Nominated for Oscars for Best Actress in a Supporting Role -- Tuesday Weld, and Best Cinematography -- William A. Fraker

The film was made and released about five years after the murder of 28 year old New York City school-teacher Roseann Quinn whose death the film and its source novel was based on.


2:45 AM -- THE PAPER CHASE (1973)
A law student discovers that his girlfriend is the daughter of his toughest professor.
Dir: James Bridges
Cast: John Houseman, Timothy Bottoms, Lindsay Wagner
C-111 mins, CC, Letterbox Format

Won an Oscar for Best Actor in a Supporting Role -- John Houseman

Nominated for Oscars for Best Writing, Screenplay Based on Material from Another Medium -- James Bridges, and Best Sound -- Donald O. Mitchell and Larry Jost

Director James Bridges once said of actor John Houseman: "Almost every major theater in America is run by a Houseman protégé. Before there was (Professor) Kingsfield there was John Houseman. He was the Kingsfield to many of the actors, producers, directors on the American stage today". Houseman helped to found the Mercury Theatre along with Orson Welles, worked on a Federal Theater Project of the WPA, and helped develop the acting program at New York's famous Julliard School for the Arts.

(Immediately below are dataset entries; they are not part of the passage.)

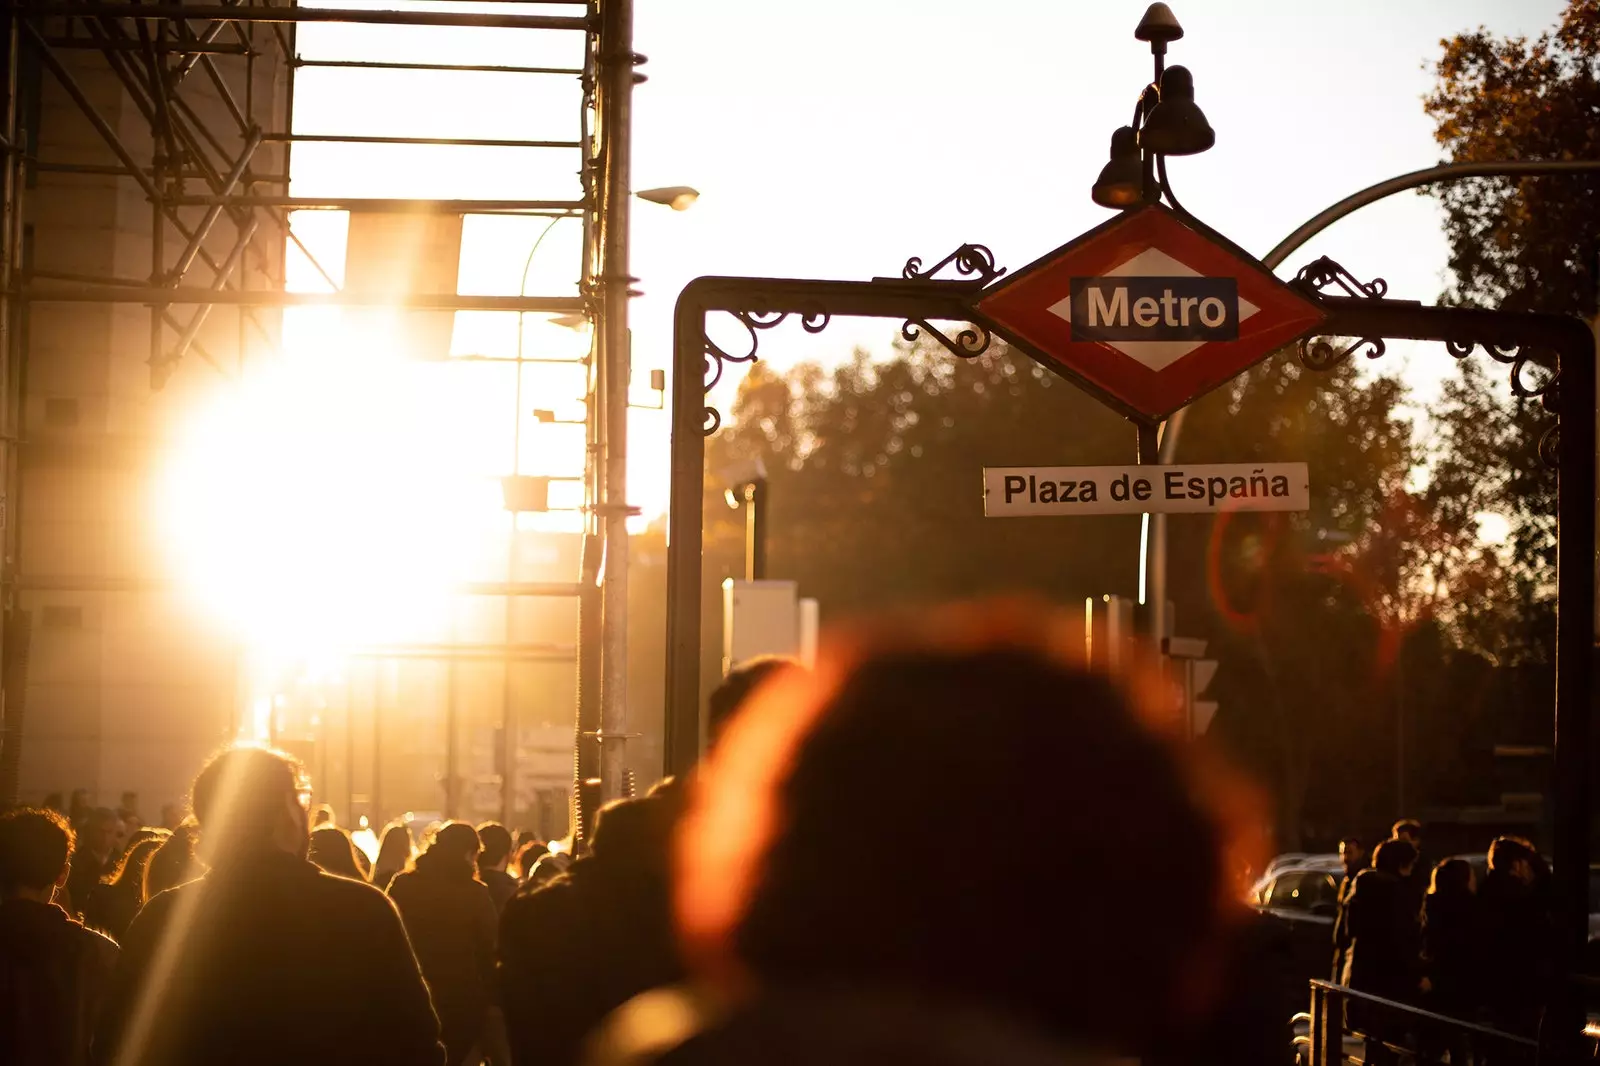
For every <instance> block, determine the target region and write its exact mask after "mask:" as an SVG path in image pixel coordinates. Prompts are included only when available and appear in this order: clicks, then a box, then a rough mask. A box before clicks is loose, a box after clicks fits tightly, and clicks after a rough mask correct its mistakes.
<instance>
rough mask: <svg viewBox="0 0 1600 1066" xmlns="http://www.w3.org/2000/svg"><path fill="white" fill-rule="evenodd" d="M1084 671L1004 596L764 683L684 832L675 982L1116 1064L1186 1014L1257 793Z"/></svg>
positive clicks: (1231, 913) (739, 715) (863, 639)
mask: <svg viewBox="0 0 1600 1066" xmlns="http://www.w3.org/2000/svg"><path fill="white" fill-rule="evenodd" d="M1080 659H1082V627H1075V626H1074V624H1072V621H1070V618H1069V616H1066V615H1061V613H1056V611H1051V610H1048V608H1043V607H1037V605H1029V603H1010V602H1008V603H994V605H971V607H957V608H946V610H942V611H922V613H920V615H917V616H910V618H894V619H888V621H885V623H883V624H878V626H870V627H864V629H861V631H858V632H854V634H848V635H846V637H845V639H843V640H840V642H838V643H832V645H830V647H827V648H826V650H824V656H822V658H821V661H819V664H818V667H816V671H814V674H813V672H810V671H792V672H787V674H786V675H784V677H782V679H779V680H776V682H774V683H771V685H763V687H762V690H760V691H758V693H757V695H755V696H754V699H752V701H750V704H749V706H747V707H746V709H744V711H741V714H739V715H738V719H736V720H733V722H731V723H730V727H728V730H726V733H725V735H723V736H722V741H720V744H718V746H717V747H715V751H714V752H712V754H710V757H709V760H707V763H706V765H704V768H702V771H701V775H699V779H698V781H696V784H694V795H693V799H691V808H690V813H688V818H686V823H685V826H683V832H682V836H680V840H678V855H677V900H675V909H677V916H678V925H680V935H682V938H683V943H685V954H686V957H688V959H690V964H691V968H693V970H694V972H696V973H698V975H699V976H702V978H706V980H707V981H709V983H710V984H712V986H714V988H717V989H720V991H722V992H723V994H728V996H731V997H733V999H736V1000H738V999H742V997H749V996H755V997H760V994H762V991H763V989H771V988H786V989H795V988H813V989H818V988H834V989H837V988H854V989H864V991H869V992H870V991H888V992H891V994H894V996H899V997H906V996H910V997H914V999H917V1000H920V1002H925V1004H926V1005H928V1007H930V1013H933V1015H938V1013H942V1010H944V1007H950V1008H979V1010H990V1012H995V1013H998V1015H1002V1016H1006V1018H1013V1020H1018V1021H1021V1023H1022V1024H1030V1026H1034V1028H1037V1029H1040V1031H1045V1032H1048V1034H1050V1036H1053V1037H1056V1039H1062V1040H1067V1042H1072V1044H1077V1045H1086V1047H1102V1048H1115V1050H1118V1052H1130V1053H1133V1052H1138V1050H1139V1048H1141V1047H1144V1045H1146V1044H1147V1040H1149V1039H1154V1037H1155V1034H1157V1029H1160V1028H1162V1024H1165V1023H1173V1024H1186V1023H1192V1021H1197V1020H1198V1018H1200V1016H1202V1015H1203V1013H1205V1007H1206V1005H1208V1002H1210V999H1211V996H1214V992H1216V988H1214V986H1216V975H1214V973H1213V972H1211V968H1210V967H1211V965H1213V960H1214V959H1216V957H1218V956H1219V954H1222V952H1219V951H1218V948H1219V944H1221V943H1222V938H1224V936H1226V930H1227V919H1229V917H1230V916H1234V914H1235V912H1238V908H1237V906H1235V904H1234V903H1232V900H1234V896H1235V893H1234V890H1232V885H1230V884H1229V879H1227V874H1226V869H1230V868H1232V858H1237V853H1232V855H1230V848H1238V847H1242V845H1243V839H1245V837H1243V832H1240V829H1242V824H1240V823H1242V818H1240V815H1242V812H1243V810H1245V808H1248V807H1250V804H1248V797H1245V795H1243V794H1242V792H1237V791H1234V787H1232V784H1230V779H1229V778H1226V775H1221V773H1216V771H1214V770H1211V768H1206V767H1202V763H1200V754H1198V752H1197V751H1194V749H1192V746H1184V744H1181V743H1179V741H1178V739H1176V738H1168V736H1163V735H1162V731H1160V728H1158V727H1157V725H1155V723H1150V722H1147V720H1146V717H1142V715H1141V712H1139V711H1138V707H1141V706H1142V701H1136V699H1133V698H1131V696H1128V695H1125V691H1123V690H1122V688H1118V687H1117V685H1115V683H1112V682H1110V680H1107V679H1106V677H1102V675H1098V674H1093V672H1090V671H1086V669H1085V667H1083V666H1082V663H1080ZM1234 799H1238V800H1242V805H1237V807H1230V805H1229V804H1226V802H1222V800H1234ZM952 839H957V840H966V842H970V844H971V845H973V847H974V848H981V853H982V856H984V860H982V861H981V863H974V861H973V853H971V852H970V850H963V848H950V847H949V842H950V840H952Z"/></svg>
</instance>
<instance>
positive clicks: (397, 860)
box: [373, 821, 414, 892]
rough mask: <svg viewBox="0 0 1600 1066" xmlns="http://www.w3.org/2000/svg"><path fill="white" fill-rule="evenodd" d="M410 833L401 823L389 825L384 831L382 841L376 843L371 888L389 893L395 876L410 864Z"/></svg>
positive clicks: (411, 849) (404, 825) (397, 821)
mask: <svg viewBox="0 0 1600 1066" xmlns="http://www.w3.org/2000/svg"><path fill="white" fill-rule="evenodd" d="M413 852H414V848H413V847H411V831H410V829H406V828H405V824H403V823H398V821H395V823H390V824H389V828H387V829H384V836H382V840H379V842H378V861H376V863H373V887H374V888H378V890H381V892H389V884H390V882H392V880H394V879H395V874H398V872H400V871H403V869H405V868H406V866H410V864H411V855H413Z"/></svg>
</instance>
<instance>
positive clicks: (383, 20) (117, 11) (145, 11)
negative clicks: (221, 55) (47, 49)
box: [18, 3, 589, 32]
mask: <svg viewBox="0 0 1600 1066" xmlns="http://www.w3.org/2000/svg"><path fill="white" fill-rule="evenodd" d="M18 14H21V16H22V18H32V19H40V18H80V19H154V21H181V19H187V21H192V22H206V21H211V22H362V24H366V26H458V27H464V29H547V30H576V32H584V30H587V29H589V19H586V18H576V16H571V14H502V13H498V11H496V13H491V11H485V13H456V11H371V10H354V8H352V10H336V8H266V6H250V8H246V6H226V5H198V3H195V5H189V3H144V5H139V6H136V8H134V6H128V5H125V3H34V5H26V6H19V8H18Z"/></svg>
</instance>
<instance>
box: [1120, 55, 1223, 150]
mask: <svg viewBox="0 0 1600 1066" xmlns="http://www.w3.org/2000/svg"><path fill="white" fill-rule="evenodd" d="M1139 144H1141V146H1144V147H1146V149H1147V150H1150V152H1155V154H1157V155H1195V154H1198V152H1203V150H1206V149H1208V147H1211V146H1213V144H1216V131H1214V130H1211V123H1210V122H1206V118H1205V112H1202V110H1200V107H1198V106H1197V104H1195V80H1194V75H1192V74H1189V69H1187V67H1168V69H1166V72H1165V74H1163V75H1162V102H1158V104H1157V106H1155V109H1154V110H1152V112H1150V117H1149V118H1146V120H1144V128H1142V130H1139Z"/></svg>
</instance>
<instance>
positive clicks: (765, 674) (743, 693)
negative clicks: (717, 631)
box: [706, 655, 805, 747]
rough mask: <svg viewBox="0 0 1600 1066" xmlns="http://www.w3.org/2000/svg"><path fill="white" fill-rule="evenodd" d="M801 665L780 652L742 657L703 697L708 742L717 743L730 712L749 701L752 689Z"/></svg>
mask: <svg viewBox="0 0 1600 1066" xmlns="http://www.w3.org/2000/svg"><path fill="white" fill-rule="evenodd" d="M798 669H805V667H803V666H800V663H797V661H795V659H790V658H786V656H781V655H760V656H755V658H754V659H746V661H744V663H739V664H738V666H734V667H733V669H731V671H728V674H726V677H723V679H722V680H720V682H717V687H715V688H712V690H710V695H709V696H707V698H706V739H707V743H709V744H710V746H714V747H715V746H717V739H718V738H720V736H722V733H723V730H726V728H728V723H730V722H733V715H734V714H738V712H739V709H741V707H742V706H744V704H746V703H749V699H750V696H752V695H755V691H757V690H758V688H760V687H762V685H765V683H768V682H771V680H774V679H778V677H781V675H782V674H786V672H789V671H798Z"/></svg>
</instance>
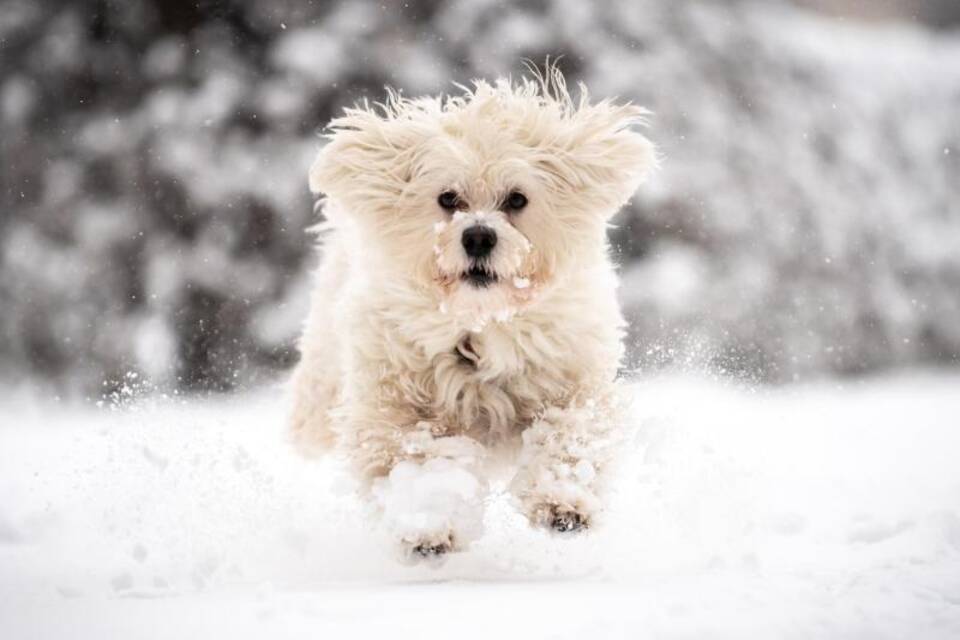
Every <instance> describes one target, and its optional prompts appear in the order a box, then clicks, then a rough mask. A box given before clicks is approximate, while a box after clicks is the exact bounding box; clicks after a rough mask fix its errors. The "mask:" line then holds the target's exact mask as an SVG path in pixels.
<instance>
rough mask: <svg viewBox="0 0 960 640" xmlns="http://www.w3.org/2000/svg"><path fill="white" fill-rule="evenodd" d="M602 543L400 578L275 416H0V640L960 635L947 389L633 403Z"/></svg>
mask: <svg viewBox="0 0 960 640" xmlns="http://www.w3.org/2000/svg"><path fill="white" fill-rule="evenodd" d="M633 388H634V389H635V397H636V401H637V402H636V408H635V412H636V420H635V421H634V426H635V430H634V432H633V433H631V434H630V437H629V438H628V439H627V442H628V443H629V444H628V445H627V446H625V447H624V451H623V463H622V465H621V466H620V468H619V469H618V470H617V480H616V482H615V483H613V484H614V485H615V486H616V487H617V494H616V495H615V496H613V497H612V499H611V502H610V509H609V512H608V513H607V517H606V518H605V519H604V522H603V523H602V525H601V526H599V527H598V528H597V529H596V530H594V531H593V532H592V533H590V534H589V535H587V536H585V537H580V538H576V537H574V538H570V537H562V536H551V535H549V534H546V533H543V532H539V531H534V530H531V529H529V528H528V527H527V526H526V524H525V523H524V521H523V519H522V518H521V517H520V516H519V515H518V514H517V513H516V512H515V511H514V510H513V508H512V506H511V504H510V502H509V500H508V499H507V497H506V495H505V494H504V485H505V481H502V480H495V481H494V482H493V483H492V485H491V492H492V493H491V496H490V498H489V504H488V510H487V515H486V521H485V534H484V536H483V537H482V538H481V539H480V540H479V541H478V542H477V543H475V545H474V547H473V548H472V550H471V551H470V552H468V553H465V554H461V555H459V556H455V557H451V558H450V559H449V560H448V561H447V562H446V563H445V564H443V565H441V566H439V567H436V566H414V567H408V566H404V565H403V564H401V563H399V562H398V561H397V560H396V558H395V556H394V555H393V549H392V547H391V545H390V544H388V543H387V541H386V540H384V539H383V538H382V537H381V534H380V533H378V530H377V529H376V528H375V527H373V526H372V525H371V524H370V521H369V519H368V517H367V514H366V512H365V510H364V508H363V507H362V506H361V505H360V504H359V503H358V501H357V500H356V499H355V497H354V495H353V489H354V487H353V484H352V483H351V481H350V480H349V478H347V477H346V476H345V475H344V474H343V472H342V470H341V467H340V466H339V463H338V462H337V461H335V460H324V461H308V460H302V459H300V458H298V457H297V456H296V455H295V454H294V453H293V452H292V451H291V450H290V448H289V447H288V446H287V444H286V443H285V441H284V439H283V430H282V415H283V406H282V402H281V401H279V399H278V398H279V394H278V393H274V392H272V391H261V392H257V393H254V394H249V395H246V396H235V397H231V398H225V399H217V400H207V401H200V400H196V401H186V402H184V401H169V400H168V401H159V400H149V399H148V400H141V401H139V402H137V403H135V404H133V405H132V406H129V407H126V408H124V409H121V410H110V409H106V408H105V409H94V408H92V407H78V406H74V405H64V404H50V403H48V401H43V400H38V399H37V398H36V397H34V398H25V397H23V395H22V394H18V393H5V394H4V395H3V396H0V397H2V398H3V399H2V400H0V629H2V630H3V631H2V637H3V638H4V639H5V640H14V639H19V638H39V637H43V638H132V637H136V638H190V637H201V636H202V637H212V638H227V637H229V638H247V637H249V638H284V637H298V636H305V635H307V634H309V636H310V637H316V638H331V637H333V638H337V637H349V638H356V637H391V638H403V637H418V638H454V637H457V638H461V637H462V638H489V637H491V636H493V637H498V636H499V637H506V638H513V637H517V638H521V637H522V638H566V637H591V638H607V637H613V638H619V637H631V638H635V637H668V638H673V637H678V638H684V637H708V636H709V637H740V638H742V637H764V638H772V637H821V638H827V637H840V638H850V637H858V638H865V637H869V638H905V637H910V638H956V637H960V465H958V464H957V454H958V452H960V393H958V389H960V376H958V375H957V374H955V373H952V374H932V373H915V374H912V375H910V376H900V377H897V378H885V379H879V380H873V381H868V382H850V381H844V382H836V381H826V382H821V383H818V384H815V385H813V384H810V385H803V386H794V387H790V388H784V389H778V390H771V389H755V388H746V387H737V386H733V385H731V384H730V383H726V382H718V381H715V380H709V379H704V378H696V377H690V376H675V377H661V378H657V379H649V380H645V381H642V382H639V383H637V384H636V385H635V386H634V387H633Z"/></svg>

4:45 AM -- BREAKING AWAY (1979)
Working-class teens compete with a college cycling team.
Dir: Peter Yates
Cast: Dennis Christopher, Dennis Quaid, Barbara Barrie
C-101 mins, CC, Letterbox Format

Won an Oscar for Best Writing, Screenplay Written Directly for the Screen -- Steve Tesich

Nominated for Oscars for Best Actress in a Supporting Role -- Barbara Barrie, Best Director -- Peter Yates, Best Music, Original Song Score and Its Adaptation or Best Adaptation Score -- Patrick Williams, and Best Picture

The term "Cutters" heard in the film is used to represent Bloomington, Indiana townies who work cutting rock in the local limestone quarries. The production team decided to call the Bloomington townies "cutters" because they felt the actual local nickname ("stoners" or "stonies&quot would draw a parallel to drug references for viewers who were not raised in the area.